The exchange was important for a few reasons. First, despite the appearance of a cozy two-way conversation, it was read by their thousands of Twitter "followers," or other people on Twitter who are interested in their updates. Any one of them can "retweet" the conversation and the word can spread virally. It also was a necessary counterpoint from two nanotech "insiders" to the viral spread of the story outside the world of nanotech experts.
The Guardian story was also posted on the news networking site Digg.com, with readers' comments indicating that they couldn't care less about the accuracy of the headline, but used it as a launching point for their own personal fears or hopes for however they define "nanotechnology."
Through Twitter and Digg, what we're still talking about here is not even the "blogosphere," but a new layer that has emerged -- quick, opinionated, emotional, probably unfair, but increasingly responsible for what becomes widely circulated and commented upon by the public at large.
Comparitively, blogs are practically "the establishment" now. And they're so damn wordy. (Looking back at my first month of blogging back in 2003, it looked like I was going for "War and Peace" with each long-winded post).
For the Guardian story, Harper saw something deeper in the misuse of "nanotechnology" in the headline and needed the longer blog format to express them.
"There's no space for more considered opinions on Twitter so you need to combine it with other media," Harper told me in a brief interview I conducted with him yesterday on Twitter ("Twitterview"?)
What resulted was a post on his blog called "politicizing nanotechnology," in which he discussed how nanotech is viewed through the prism of political agendas.
In comparison to his "Tweets," Harper's blog posts require an attention span and the ability to follow more than one simultaneous theme. That's not to knock Twitter at all, though.

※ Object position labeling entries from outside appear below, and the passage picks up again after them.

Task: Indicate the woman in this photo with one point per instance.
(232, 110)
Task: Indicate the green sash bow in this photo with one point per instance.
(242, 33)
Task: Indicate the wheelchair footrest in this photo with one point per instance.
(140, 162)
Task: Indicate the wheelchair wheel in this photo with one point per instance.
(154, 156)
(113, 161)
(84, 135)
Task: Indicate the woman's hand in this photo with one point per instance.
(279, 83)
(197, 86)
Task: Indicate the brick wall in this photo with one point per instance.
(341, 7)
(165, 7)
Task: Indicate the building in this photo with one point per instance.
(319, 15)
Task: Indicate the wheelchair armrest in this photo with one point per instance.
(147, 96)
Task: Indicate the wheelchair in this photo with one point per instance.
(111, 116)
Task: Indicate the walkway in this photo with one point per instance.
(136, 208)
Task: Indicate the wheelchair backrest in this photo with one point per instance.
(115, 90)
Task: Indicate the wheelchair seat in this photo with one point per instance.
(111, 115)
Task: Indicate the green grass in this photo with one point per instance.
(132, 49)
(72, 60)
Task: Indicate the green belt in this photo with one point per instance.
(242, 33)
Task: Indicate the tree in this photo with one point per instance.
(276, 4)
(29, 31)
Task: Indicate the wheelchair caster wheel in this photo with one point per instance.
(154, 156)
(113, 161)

Sifting through dozens of Tweets every day -- or even hundreds, depending on how much time you have during the day -- on a nanotech theme, you can get differering views on the same topic.
Harper's Tweets are enjoyable because, aside from his usual rants against the "nanobot crowd" he'll slip in a few personal tidbits -- like how he sat near Jacques Chirac at a Paris restaurant. I can picture him sitting there, noticing Chirac and the first thing he thinks of is Twittering the news.

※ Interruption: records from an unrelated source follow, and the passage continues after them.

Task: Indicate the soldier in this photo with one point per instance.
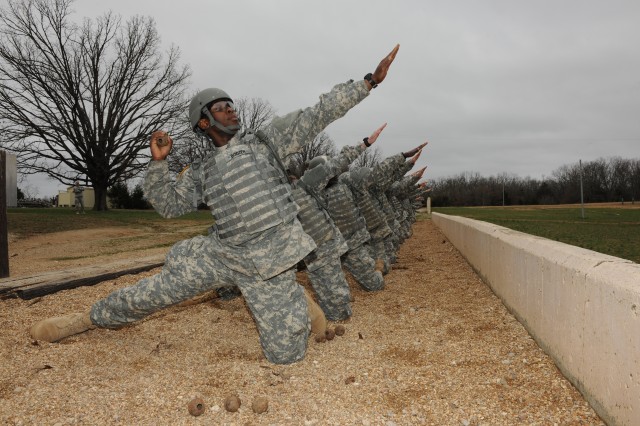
(399, 195)
(342, 207)
(257, 240)
(379, 177)
(379, 193)
(324, 267)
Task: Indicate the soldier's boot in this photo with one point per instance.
(318, 320)
(56, 328)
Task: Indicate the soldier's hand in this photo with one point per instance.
(413, 160)
(374, 136)
(415, 150)
(419, 172)
(383, 67)
(160, 144)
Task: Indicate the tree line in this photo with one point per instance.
(611, 179)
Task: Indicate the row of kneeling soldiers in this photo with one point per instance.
(268, 221)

The largest criticism I have of the NanoTwitterVerse is that it at times can be a feedback loop -- the usual suspects talking inside baseball to one another, or "retweeting" one another to the point where only one point of view bounces around an echo chamber. That will change as more nanotech voices join the conversation.

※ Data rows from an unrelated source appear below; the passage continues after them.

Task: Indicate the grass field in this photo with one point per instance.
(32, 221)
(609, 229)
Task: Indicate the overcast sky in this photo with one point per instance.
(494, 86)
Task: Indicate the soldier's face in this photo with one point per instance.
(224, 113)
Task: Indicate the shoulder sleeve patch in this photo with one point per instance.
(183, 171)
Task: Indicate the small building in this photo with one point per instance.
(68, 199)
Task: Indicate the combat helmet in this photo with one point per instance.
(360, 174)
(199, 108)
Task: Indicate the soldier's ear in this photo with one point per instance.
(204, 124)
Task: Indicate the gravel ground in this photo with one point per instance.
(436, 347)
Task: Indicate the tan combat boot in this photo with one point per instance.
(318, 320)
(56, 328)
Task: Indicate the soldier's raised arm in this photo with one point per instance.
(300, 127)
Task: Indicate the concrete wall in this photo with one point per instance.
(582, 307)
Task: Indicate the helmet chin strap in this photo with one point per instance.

Another notable nano voice on Twitter is Kristen Kulinowski, executive director for policy at Rice University's Center for Biological and Environmental Nanotechnology. She recently Tweeted the Rice Alliance Nanotechnology and Sustainability Venture Forum, giving live, as-it-happens updates.
The live events are enjoyable, although sometimes a bit cryptic, since 140 words a pop seems limiting for an on-the-spot reporter. Maynard does it, too, and knows when to Tweet (Congressional hearing on the Toxic Substances Control Act) and when not to Tweet (NNI exposure assessment workshop).
Like blogging about five years ago, Twitter is something that you either "get," or you do not. A great many believe that, in the words of Houston Chronicle Science Writer (and prolific Twitterer) Eric Berger, "it was mostly people posting pics of their breakfast."
Well, yes, there's that, too.
But amid some of the silliness, there's substance in Twitter when taken as a whole. Does it stand alone as a source of news? Of course not. Does it give more people a chance to participate in the discussion about the news? Maybe it will, someday, but for now it is another way to interact with the world by telling it to others from your own perspective -- a kind of Seussian, "we are here" for journalists, too, who sometimes forget about all those Whos down in Whoville.
Oh, and speaking of kids' stuff, have you heard about that "nanosong" video that explains nanotech with music and puppets? It was first spread virally via the Twitterverse.